Before TV Sorocaba, the city was served by a UHF relay of TV Tupi São Paulo on channel 28. When it closed in 1980, the relay was taken over by SBT São Paulo, who only implemented it in 1982. After the launch of the station, SBT was temporarily broadcast on two channels (28 and 35); the SBT São Paulo relay on channel 28 was shut down in 1991 and replaced by TV Jovem Pan; by 2002, it was occupied by Catholic network Rede Vida.

It was founded on October 5, 1990, by the businessman and journalist Salomão Pavlovsky in association with Grupo Silvio Santos. In 1994, TV Sorocaba inaugurated its own headquarters on Alto da Boa Vista district, at one of the highest points of the city, where later, other media outlets, like TV TEM Sorocaba and the newspaper Cruzeiro do Sul would make its headquarters.

In the mid-2011, entered on air the program Quiz D+, at Sundays of the station, the single artistic program and one of the largest regional audiences of SBT. On February 25, 2013, the station premiered two new newscasts: Noticidade Manhã, on the 7 AM slot, and Manchetes Noticidade, on the 1 PM slot.

On August 15, 2023, day in which the city of Sorocaba turned 369, TV Sorocaba inaugurated its new headquarters, located on the Alto da Boa Vista district.

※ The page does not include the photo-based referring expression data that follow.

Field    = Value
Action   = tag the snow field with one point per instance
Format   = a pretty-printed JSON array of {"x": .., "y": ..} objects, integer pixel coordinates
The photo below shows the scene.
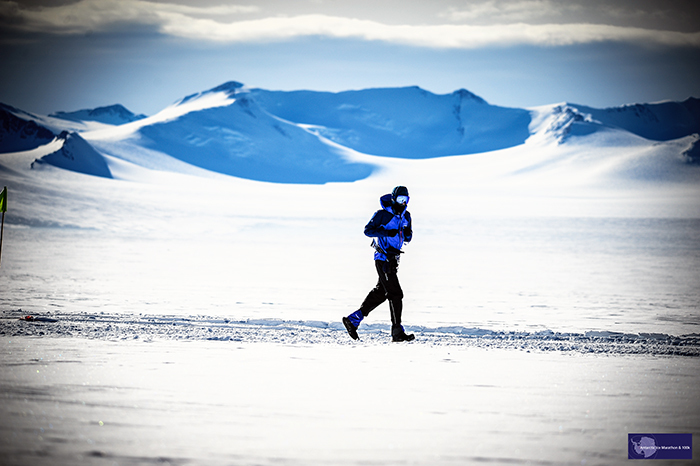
[{"x": 73, "y": 400}]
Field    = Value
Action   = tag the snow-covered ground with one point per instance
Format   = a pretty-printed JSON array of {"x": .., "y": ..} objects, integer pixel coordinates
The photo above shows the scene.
[{"x": 195, "y": 316}]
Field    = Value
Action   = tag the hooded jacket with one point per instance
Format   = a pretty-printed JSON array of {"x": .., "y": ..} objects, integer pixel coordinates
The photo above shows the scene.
[{"x": 385, "y": 219}]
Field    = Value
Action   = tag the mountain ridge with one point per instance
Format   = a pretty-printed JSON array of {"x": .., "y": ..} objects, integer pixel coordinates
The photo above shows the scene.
[{"x": 311, "y": 136}]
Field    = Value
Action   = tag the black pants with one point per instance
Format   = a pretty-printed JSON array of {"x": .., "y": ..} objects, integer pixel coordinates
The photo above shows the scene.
[{"x": 388, "y": 288}]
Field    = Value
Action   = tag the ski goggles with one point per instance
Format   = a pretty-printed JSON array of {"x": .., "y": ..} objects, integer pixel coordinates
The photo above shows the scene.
[{"x": 403, "y": 200}]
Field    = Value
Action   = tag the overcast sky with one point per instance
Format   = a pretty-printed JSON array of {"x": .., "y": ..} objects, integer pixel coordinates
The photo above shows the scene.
[{"x": 68, "y": 54}]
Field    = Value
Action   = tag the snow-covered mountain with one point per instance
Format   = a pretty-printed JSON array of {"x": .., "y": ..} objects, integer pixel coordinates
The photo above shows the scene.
[
  {"x": 319, "y": 137},
  {"x": 18, "y": 131},
  {"x": 112, "y": 115}
]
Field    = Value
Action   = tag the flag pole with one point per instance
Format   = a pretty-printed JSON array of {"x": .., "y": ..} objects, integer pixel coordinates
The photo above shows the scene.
[
  {"x": 2, "y": 230},
  {"x": 3, "y": 208}
]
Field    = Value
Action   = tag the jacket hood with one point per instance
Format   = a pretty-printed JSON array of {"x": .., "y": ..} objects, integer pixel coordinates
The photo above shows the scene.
[{"x": 386, "y": 201}]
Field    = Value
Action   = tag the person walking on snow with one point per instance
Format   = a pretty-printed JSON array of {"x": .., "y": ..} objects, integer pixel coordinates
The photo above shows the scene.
[{"x": 390, "y": 227}]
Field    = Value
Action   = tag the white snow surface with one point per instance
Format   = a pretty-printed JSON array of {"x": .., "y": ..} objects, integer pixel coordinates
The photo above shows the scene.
[{"x": 193, "y": 317}]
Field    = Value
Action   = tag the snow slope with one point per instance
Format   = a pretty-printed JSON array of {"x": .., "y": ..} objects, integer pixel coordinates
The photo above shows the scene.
[
  {"x": 552, "y": 286},
  {"x": 320, "y": 137}
]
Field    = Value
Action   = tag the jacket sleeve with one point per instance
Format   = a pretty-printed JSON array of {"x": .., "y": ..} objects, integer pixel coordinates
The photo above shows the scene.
[
  {"x": 408, "y": 229},
  {"x": 375, "y": 227}
]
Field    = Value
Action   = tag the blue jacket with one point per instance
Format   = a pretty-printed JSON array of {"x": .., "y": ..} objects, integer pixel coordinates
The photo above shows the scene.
[{"x": 383, "y": 220}]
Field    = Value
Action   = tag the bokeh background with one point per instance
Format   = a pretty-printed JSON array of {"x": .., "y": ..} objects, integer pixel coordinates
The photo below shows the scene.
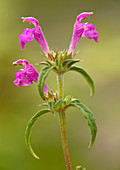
[{"x": 101, "y": 60}]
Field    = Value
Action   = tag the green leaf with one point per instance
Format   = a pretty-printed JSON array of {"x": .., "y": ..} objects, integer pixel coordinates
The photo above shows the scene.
[
  {"x": 73, "y": 62},
  {"x": 86, "y": 76},
  {"x": 69, "y": 62},
  {"x": 29, "y": 128},
  {"x": 41, "y": 79},
  {"x": 44, "y": 63},
  {"x": 58, "y": 103},
  {"x": 90, "y": 119},
  {"x": 50, "y": 104}
]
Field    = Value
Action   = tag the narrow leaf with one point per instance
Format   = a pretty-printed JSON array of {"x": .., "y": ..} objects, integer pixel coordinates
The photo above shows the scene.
[
  {"x": 58, "y": 103},
  {"x": 29, "y": 128},
  {"x": 90, "y": 119},
  {"x": 41, "y": 79},
  {"x": 85, "y": 75}
]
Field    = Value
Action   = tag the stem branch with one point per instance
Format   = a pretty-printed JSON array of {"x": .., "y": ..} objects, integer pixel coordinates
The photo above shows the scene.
[{"x": 62, "y": 118}]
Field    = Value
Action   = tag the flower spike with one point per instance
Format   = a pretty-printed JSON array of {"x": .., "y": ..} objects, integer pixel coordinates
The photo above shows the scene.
[
  {"x": 27, "y": 75},
  {"x": 31, "y": 33},
  {"x": 82, "y": 30}
]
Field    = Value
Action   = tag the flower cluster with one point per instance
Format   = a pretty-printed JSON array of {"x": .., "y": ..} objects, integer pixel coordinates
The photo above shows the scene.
[
  {"x": 27, "y": 75},
  {"x": 60, "y": 63}
]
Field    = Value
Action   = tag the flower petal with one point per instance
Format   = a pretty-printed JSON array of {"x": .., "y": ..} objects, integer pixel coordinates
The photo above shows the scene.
[
  {"x": 26, "y": 36},
  {"x": 46, "y": 89},
  {"x": 83, "y": 15},
  {"x": 27, "y": 75},
  {"x": 82, "y": 29},
  {"x": 90, "y": 32}
]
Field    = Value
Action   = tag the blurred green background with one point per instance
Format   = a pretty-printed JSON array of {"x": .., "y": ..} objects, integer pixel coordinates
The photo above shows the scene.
[{"x": 101, "y": 60}]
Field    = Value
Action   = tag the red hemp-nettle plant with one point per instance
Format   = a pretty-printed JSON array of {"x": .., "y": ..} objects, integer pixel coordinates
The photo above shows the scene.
[{"x": 60, "y": 63}]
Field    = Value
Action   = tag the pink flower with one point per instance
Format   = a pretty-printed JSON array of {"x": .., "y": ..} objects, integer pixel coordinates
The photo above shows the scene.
[
  {"x": 31, "y": 33},
  {"x": 82, "y": 30},
  {"x": 27, "y": 75}
]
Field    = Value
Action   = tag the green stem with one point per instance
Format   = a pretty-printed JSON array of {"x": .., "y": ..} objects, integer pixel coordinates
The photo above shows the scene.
[{"x": 62, "y": 118}]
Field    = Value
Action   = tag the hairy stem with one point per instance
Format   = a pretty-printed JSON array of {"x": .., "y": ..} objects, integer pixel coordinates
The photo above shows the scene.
[{"x": 62, "y": 118}]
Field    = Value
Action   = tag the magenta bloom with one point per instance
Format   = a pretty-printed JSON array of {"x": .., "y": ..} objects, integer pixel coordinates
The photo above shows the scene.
[
  {"x": 31, "y": 33},
  {"x": 27, "y": 75},
  {"x": 82, "y": 30},
  {"x": 46, "y": 89}
]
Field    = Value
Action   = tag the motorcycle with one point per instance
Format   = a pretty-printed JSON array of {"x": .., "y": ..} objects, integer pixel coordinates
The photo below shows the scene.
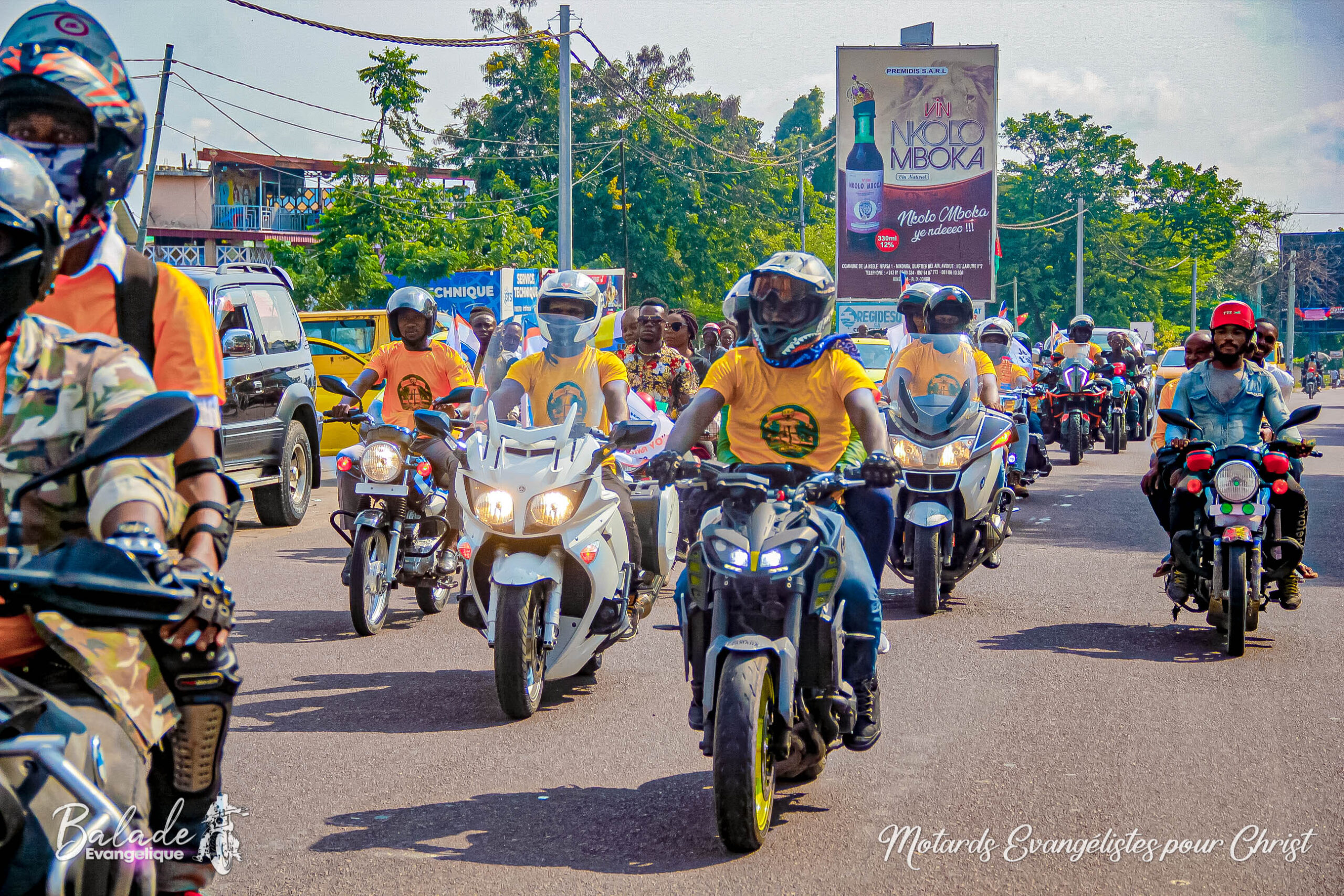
[
  {"x": 952, "y": 504},
  {"x": 47, "y": 757},
  {"x": 761, "y": 613},
  {"x": 1234, "y": 525},
  {"x": 402, "y": 534},
  {"x": 551, "y": 579}
]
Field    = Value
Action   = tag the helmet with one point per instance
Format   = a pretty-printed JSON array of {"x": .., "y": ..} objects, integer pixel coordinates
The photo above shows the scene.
[
  {"x": 1235, "y": 315},
  {"x": 38, "y": 225},
  {"x": 59, "y": 56},
  {"x": 949, "y": 300},
  {"x": 566, "y": 336},
  {"x": 416, "y": 300},
  {"x": 800, "y": 292},
  {"x": 1081, "y": 323}
]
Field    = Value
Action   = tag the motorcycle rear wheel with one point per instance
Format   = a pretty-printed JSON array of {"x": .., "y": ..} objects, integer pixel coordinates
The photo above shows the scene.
[
  {"x": 1074, "y": 441},
  {"x": 743, "y": 769},
  {"x": 369, "y": 581},
  {"x": 519, "y": 661},
  {"x": 928, "y": 577},
  {"x": 1237, "y": 601}
]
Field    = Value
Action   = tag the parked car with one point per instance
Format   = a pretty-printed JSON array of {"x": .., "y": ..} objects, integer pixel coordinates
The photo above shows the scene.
[{"x": 270, "y": 419}]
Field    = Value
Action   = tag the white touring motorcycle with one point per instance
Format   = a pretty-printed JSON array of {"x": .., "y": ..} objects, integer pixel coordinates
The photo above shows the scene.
[{"x": 551, "y": 581}]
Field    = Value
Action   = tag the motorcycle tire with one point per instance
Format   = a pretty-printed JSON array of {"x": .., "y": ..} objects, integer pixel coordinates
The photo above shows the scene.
[
  {"x": 928, "y": 578},
  {"x": 369, "y": 581},
  {"x": 1076, "y": 438},
  {"x": 433, "y": 599},
  {"x": 1237, "y": 599},
  {"x": 519, "y": 661},
  {"x": 743, "y": 769}
]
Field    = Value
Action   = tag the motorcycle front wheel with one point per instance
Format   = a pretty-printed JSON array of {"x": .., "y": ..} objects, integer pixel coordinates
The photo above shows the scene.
[
  {"x": 369, "y": 581},
  {"x": 519, "y": 661},
  {"x": 743, "y": 769},
  {"x": 1237, "y": 599}
]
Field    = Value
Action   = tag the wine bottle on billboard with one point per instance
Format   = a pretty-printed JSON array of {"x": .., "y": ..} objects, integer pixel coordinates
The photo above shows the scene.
[{"x": 863, "y": 175}]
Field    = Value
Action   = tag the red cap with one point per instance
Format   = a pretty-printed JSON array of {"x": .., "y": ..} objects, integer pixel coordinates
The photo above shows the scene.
[{"x": 1234, "y": 313}]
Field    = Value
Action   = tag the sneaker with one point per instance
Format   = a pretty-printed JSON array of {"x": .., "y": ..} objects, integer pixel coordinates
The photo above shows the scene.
[
  {"x": 1289, "y": 593},
  {"x": 867, "y": 727}
]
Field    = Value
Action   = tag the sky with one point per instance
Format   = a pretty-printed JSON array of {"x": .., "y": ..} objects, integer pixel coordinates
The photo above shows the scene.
[{"x": 1252, "y": 87}]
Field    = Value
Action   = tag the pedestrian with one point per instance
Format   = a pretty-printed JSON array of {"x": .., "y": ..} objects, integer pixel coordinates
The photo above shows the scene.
[
  {"x": 655, "y": 367},
  {"x": 483, "y": 325}
]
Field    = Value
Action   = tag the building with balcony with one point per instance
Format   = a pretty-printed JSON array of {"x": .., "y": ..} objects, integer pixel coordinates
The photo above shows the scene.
[{"x": 226, "y": 205}]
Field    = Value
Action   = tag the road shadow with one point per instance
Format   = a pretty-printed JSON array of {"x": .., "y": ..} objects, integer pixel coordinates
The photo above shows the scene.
[
  {"x": 1115, "y": 641},
  {"x": 392, "y": 703},
  {"x": 311, "y": 626},
  {"x": 663, "y": 825}
]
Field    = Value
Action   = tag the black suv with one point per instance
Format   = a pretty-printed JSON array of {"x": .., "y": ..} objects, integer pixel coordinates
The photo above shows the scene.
[{"x": 270, "y": 422}]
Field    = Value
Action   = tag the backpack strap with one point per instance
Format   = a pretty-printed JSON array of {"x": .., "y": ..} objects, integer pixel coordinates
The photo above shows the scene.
[{"x": 136, "y": 305}]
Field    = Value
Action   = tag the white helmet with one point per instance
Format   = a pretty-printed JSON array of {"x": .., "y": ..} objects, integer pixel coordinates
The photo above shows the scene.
[{"x": 565, "y": 335}]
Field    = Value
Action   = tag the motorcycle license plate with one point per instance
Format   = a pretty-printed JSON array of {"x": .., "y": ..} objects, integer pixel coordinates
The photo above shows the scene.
[{"x": 374, "y": 488}]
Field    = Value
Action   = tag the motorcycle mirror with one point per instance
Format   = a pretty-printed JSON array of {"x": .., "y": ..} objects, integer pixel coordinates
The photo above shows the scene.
[
  {"x": 154, "y": 426},
  {"x": 632, "y": 433},
  {"x": 1177, "y": 418},
  {"x": 337, "y": 385},
  {"x": 1304, "y": 414},
  {"x": 461, "y": 395}
]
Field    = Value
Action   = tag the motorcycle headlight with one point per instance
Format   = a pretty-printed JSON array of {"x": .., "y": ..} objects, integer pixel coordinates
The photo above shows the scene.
[
  {"x": 492, "y": 507},
  {"x": 1237, "y": 481},
  {"x": 382, "y": 462},
  {"x": 553, "y": 508},
  {"x": 906, "y": 452}
]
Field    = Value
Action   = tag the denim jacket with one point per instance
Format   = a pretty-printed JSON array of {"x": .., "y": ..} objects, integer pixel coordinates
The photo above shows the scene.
[{"x": 1238, "y": 421}]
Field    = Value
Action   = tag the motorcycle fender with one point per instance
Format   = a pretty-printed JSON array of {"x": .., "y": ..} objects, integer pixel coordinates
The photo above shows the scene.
[
  {"x": 785, "y": 666},
  {"x": 928, "y": 513},
  {"x": 518, "y": 570},
  {"x": 370, "y": 518}
]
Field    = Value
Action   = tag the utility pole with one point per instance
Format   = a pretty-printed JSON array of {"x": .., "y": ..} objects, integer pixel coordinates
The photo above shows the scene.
[
  {"x": 1078, "y": 275},
  {"x": 625, "y": 220},
  {"x": 566, "y": 224},
  {"x": 1194, "y": 292},
  {"x": 803, "y": 222},
  {"x": 154, "y": 150},
  {"x": 1292, "y": 311}
]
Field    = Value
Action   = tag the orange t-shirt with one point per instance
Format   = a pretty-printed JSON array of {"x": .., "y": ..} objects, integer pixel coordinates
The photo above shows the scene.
[
  {"x": 187, "y": 354},
  {"x": 416, "y": 379}
]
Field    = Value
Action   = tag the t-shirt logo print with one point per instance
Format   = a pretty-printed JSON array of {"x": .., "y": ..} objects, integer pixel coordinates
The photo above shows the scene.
[
  {"x": 562, "y": 397},
  {"x": 414, "y": 393},
  {"x": 791, "y": 430}
]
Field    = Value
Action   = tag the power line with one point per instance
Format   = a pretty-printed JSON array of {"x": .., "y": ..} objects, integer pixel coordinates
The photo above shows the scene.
[{"x": 505, "y": 41}]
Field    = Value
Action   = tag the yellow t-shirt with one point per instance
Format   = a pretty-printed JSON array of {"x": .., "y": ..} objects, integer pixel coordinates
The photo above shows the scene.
[
  {"x": 416, "y": 379},
  {"x": 933, "y": 373},
  {"x": 786, "y": 414},
  {"x": 553, "y": 387}
]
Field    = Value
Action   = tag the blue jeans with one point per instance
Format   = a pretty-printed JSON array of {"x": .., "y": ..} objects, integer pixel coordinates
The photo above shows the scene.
[{"x": 862, "y": 610}]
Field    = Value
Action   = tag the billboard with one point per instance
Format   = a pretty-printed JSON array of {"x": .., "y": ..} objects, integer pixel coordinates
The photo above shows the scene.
[{"x": 916, "y": 152}]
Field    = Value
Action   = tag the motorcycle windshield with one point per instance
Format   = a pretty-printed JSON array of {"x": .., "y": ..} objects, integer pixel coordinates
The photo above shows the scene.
[{"x": 934, "y": 383}]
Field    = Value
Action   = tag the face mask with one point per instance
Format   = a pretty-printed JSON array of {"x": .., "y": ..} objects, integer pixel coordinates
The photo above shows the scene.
[{"x": 64, "y": 164}]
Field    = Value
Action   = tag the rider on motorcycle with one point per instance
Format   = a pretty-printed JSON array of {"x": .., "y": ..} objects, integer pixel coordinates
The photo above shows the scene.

On this event, the station presented changes in its programming, including the premiere of the regional version of the program Primeiro Impacto and the implementation of a new scenario to its newscasts, that now has a panoramic view of the city.

On December 31, 2025, after 35 years on air as TV Sorocaba, the station changed its name and was renamed TVS+.

== Digital television ==

| Channel | Video | Aspect | Programming |
|---|---|---|---|
| 35.1 | 35 UHF | 1080i | Main TVS+ programming / SBT |

The station started its digital transmissions on November 30, 2009, over UHF channel 35, being the first affiliated with SBT in the inland of the state of São Paulo with digital signal. On February 25, 2013, the newscasts and programs of the stations passed to be produced in high-definition.

Transition to digital signal

The station turned off its analog signal, over UHF channel 36, on January 17, 2018, as part of the federally mandated transition from analog to digital television. The station's digital signal remains on its pre-transition UHF channel 35, using virtual channel 35.